There I was, minding my own business, when the postman knocked twice. It was a parcel! I love parcels and so raced upstairs to Mission Control to rip it open.
What a splendid chap! My ‘brother with the hair’ had managed to purloin a book from a work colleague, just on the off-chance that I might enjoy it. In the accompanying card he did say he thought it might be a “load of old pants” as the lad he pinched it from had said it was quite heavy going… But never one to look a gift-horse in the mouth, I braced myself, and dug into the book as a night-time reader.
Within the first few pages, I was hooked. This isn’t a skim-reader. It demands and deserves attention. Not a single word is wasted! Skip a bit and you are lost. Go back and re-read it if it hasn’t sunk in.
With climate change on everyone’s thoughts these days, Emma Wood has set out to write how climate change and geology shaped Scotland’s history. Most Scots, and a few English, know about the political history of Scotland, but few, I would venture, understand how massively important Scotland's geology and climate change has been in the country’s turbulent past.
The book covers Scotland from the start of geology itself, when the rocks were laid down 3 billion years ago, through the various ice ages, up to the present day. It talks of the land’s first settlers, and how the huge swings in climate affected their lives and how humans adjusted and coped with these events. It travels through time examining how these swings in the climate affected agriculture and settlement patterns.
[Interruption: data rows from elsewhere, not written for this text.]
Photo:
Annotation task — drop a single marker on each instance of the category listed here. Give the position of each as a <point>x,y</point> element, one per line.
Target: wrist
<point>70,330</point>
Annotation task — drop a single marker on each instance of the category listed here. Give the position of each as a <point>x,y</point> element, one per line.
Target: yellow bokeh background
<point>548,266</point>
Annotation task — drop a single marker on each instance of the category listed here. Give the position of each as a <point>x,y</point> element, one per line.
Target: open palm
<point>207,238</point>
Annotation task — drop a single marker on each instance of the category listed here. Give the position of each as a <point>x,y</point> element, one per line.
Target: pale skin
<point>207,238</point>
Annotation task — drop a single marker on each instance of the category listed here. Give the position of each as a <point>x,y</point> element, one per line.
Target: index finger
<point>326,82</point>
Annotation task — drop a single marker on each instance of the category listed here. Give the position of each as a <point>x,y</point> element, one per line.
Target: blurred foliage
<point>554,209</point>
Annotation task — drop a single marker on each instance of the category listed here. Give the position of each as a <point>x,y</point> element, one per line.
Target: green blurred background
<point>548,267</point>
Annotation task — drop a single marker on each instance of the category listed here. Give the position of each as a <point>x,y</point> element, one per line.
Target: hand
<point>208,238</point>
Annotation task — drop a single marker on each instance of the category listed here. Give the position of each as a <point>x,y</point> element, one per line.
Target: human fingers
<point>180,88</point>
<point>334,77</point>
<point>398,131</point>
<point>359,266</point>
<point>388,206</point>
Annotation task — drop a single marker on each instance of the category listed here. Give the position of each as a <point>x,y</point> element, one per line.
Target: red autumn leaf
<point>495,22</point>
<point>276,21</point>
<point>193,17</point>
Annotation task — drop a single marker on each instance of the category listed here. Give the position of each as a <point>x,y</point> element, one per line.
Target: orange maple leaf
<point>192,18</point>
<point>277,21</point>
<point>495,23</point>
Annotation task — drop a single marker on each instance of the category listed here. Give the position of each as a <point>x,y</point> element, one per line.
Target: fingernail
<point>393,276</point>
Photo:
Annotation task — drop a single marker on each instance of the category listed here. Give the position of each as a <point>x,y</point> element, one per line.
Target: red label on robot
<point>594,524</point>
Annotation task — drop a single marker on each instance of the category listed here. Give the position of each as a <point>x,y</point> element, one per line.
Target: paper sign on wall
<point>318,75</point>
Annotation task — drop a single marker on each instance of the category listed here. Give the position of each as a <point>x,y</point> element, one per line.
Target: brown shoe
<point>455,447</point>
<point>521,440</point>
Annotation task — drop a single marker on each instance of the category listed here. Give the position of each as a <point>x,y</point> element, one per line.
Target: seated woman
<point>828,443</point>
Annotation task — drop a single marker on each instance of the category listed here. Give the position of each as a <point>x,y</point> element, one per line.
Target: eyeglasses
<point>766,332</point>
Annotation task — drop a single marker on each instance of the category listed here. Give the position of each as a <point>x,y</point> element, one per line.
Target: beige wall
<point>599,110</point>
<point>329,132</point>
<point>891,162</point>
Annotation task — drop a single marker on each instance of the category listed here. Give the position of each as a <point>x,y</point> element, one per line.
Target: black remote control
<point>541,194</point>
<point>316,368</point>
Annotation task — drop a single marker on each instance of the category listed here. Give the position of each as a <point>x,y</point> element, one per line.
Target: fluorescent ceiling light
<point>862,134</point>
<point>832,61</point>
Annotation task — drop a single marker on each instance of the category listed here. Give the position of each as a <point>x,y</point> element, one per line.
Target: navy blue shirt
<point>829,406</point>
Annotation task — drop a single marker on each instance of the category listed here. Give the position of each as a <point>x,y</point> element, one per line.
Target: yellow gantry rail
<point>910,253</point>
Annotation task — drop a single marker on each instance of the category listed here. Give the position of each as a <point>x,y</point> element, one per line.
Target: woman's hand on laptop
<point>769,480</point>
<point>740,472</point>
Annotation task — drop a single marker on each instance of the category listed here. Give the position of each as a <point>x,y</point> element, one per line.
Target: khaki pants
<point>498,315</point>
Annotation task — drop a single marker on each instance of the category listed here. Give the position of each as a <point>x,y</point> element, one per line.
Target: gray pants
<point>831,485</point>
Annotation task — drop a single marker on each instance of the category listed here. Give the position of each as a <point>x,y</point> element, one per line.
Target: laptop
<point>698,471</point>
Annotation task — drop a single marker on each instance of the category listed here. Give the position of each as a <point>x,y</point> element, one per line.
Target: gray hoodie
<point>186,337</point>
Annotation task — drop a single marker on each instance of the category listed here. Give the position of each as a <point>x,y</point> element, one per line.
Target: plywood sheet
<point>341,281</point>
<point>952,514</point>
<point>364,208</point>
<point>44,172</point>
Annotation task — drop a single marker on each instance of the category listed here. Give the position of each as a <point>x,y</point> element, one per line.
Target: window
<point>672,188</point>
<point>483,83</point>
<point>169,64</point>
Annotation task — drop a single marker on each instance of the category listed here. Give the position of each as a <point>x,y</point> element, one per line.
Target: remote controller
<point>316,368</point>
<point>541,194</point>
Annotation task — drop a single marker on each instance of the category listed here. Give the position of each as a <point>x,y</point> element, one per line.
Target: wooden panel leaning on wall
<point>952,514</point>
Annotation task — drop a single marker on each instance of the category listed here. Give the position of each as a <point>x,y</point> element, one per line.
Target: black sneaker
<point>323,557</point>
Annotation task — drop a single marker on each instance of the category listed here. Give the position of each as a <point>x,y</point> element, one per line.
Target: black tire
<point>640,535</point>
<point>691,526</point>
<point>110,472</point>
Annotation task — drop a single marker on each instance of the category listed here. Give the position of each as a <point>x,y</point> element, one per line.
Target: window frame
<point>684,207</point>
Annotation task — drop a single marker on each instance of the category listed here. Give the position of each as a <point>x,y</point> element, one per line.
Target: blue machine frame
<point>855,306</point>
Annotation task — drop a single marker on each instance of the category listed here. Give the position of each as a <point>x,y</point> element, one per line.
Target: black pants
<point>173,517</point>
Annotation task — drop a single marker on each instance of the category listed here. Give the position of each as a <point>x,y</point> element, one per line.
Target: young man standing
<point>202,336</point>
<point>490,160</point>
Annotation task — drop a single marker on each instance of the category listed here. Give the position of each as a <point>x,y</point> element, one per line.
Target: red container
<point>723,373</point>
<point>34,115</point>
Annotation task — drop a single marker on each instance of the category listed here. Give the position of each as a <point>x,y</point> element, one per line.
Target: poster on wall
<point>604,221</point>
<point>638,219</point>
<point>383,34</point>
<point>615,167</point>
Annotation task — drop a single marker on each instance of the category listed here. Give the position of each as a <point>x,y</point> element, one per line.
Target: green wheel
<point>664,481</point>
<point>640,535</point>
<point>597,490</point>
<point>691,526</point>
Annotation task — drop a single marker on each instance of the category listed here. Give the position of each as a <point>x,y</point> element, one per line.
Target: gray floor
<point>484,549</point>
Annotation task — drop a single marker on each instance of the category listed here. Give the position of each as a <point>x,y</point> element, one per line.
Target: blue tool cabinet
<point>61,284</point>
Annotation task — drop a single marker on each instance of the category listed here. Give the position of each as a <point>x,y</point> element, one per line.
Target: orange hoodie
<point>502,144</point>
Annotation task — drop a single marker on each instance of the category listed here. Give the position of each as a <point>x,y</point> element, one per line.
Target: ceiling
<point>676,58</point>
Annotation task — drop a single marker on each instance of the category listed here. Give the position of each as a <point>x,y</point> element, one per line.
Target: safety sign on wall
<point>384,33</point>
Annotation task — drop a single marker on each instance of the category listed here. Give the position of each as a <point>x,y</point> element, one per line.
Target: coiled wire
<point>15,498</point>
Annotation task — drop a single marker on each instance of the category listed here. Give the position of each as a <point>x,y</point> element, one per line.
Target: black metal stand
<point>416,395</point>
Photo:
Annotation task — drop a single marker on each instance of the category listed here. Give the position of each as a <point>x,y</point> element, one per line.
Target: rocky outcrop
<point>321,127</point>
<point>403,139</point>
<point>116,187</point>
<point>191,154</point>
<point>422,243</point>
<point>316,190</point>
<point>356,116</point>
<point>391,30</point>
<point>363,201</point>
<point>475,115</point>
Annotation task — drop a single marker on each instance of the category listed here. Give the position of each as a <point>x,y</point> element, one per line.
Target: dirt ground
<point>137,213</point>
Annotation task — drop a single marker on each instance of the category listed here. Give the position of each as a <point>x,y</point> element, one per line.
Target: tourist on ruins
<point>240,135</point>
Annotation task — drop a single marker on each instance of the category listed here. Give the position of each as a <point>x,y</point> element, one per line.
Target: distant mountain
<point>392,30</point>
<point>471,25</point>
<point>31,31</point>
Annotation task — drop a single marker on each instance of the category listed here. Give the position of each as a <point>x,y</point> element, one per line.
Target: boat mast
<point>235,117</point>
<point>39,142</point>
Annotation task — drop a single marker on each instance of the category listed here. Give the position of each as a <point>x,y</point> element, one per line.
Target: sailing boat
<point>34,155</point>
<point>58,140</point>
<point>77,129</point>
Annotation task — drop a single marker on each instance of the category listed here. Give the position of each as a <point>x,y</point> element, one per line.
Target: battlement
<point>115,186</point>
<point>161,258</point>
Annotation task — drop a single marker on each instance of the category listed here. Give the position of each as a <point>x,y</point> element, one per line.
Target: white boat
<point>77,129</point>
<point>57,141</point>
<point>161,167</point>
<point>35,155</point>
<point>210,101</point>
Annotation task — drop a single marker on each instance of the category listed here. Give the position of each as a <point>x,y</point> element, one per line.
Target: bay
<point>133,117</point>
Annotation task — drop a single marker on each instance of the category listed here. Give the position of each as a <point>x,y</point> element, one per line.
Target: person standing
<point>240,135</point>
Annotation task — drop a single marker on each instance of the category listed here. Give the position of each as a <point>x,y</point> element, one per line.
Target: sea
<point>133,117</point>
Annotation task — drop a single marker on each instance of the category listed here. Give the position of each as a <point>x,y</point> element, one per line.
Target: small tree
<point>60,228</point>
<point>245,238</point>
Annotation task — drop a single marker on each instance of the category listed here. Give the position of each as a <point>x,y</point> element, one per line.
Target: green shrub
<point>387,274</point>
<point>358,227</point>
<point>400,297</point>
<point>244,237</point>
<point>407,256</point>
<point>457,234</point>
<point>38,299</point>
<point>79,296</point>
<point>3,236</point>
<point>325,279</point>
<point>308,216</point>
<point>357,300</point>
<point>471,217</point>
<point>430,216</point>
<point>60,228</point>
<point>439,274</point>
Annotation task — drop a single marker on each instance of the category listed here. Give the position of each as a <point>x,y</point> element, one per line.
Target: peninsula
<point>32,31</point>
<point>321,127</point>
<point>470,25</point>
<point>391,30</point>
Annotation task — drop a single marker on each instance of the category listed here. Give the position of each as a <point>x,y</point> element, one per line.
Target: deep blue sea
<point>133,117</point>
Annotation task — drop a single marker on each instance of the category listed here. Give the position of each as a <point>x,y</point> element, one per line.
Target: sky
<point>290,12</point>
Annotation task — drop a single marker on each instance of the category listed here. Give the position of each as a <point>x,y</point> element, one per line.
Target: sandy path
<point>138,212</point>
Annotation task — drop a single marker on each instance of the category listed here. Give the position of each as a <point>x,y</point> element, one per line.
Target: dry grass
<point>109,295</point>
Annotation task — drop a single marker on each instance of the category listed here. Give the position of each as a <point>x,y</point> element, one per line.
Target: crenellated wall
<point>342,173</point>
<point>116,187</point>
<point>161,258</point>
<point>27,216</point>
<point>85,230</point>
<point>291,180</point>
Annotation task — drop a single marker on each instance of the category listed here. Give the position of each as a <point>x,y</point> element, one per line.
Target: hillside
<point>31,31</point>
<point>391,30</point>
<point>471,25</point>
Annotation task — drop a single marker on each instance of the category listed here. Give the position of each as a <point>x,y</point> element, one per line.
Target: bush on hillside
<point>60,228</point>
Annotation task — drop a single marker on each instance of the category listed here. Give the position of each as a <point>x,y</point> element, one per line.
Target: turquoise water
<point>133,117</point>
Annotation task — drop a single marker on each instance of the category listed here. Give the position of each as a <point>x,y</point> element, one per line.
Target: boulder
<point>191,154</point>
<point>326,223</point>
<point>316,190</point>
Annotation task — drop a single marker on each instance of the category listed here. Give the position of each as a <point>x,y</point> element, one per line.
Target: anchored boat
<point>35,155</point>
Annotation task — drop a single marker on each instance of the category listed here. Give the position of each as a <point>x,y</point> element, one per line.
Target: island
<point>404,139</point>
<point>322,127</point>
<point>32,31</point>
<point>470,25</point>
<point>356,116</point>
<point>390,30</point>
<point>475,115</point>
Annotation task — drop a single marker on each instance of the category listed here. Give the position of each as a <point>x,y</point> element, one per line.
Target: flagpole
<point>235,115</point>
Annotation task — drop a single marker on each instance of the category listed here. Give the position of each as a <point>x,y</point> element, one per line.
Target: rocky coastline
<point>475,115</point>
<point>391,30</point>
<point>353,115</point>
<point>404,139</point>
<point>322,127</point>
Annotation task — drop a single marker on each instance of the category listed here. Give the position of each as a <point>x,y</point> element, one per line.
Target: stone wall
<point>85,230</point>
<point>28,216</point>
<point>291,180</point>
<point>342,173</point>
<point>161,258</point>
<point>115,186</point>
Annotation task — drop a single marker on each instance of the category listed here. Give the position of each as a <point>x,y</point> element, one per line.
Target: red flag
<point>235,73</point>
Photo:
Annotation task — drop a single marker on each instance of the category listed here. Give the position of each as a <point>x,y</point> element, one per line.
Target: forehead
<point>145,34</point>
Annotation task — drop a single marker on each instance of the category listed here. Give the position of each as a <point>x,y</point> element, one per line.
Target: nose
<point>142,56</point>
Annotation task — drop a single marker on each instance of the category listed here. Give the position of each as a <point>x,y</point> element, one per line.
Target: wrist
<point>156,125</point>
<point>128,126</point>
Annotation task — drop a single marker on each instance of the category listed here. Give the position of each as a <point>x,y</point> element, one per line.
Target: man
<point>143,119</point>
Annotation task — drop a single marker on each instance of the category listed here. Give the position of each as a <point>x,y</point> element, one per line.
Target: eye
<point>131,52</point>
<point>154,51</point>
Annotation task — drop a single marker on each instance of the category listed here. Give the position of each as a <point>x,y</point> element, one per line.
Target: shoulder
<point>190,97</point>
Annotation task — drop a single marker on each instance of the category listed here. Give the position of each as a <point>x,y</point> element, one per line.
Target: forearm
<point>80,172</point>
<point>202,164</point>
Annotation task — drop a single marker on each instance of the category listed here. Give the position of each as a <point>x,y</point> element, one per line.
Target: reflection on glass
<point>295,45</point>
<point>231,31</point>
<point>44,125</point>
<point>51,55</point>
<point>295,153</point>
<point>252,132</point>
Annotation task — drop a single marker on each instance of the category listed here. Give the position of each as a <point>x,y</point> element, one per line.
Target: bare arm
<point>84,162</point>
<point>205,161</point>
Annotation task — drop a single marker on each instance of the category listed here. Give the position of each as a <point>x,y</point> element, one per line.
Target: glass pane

In brief, it gives you a comprehensive account as to why things are as they are right now. Armed with this information, you will see that the modern phenomenon of climate change is just the latest in a long line of events that the Scots have had to adapt to. With all the outrageous nonsense talked nowadays about climate change, this book shines like a beacon of reason.
A ‘MUST READ’ book!
Peatbogs, Plague & Potatoes: Emma Wood, Luath Press.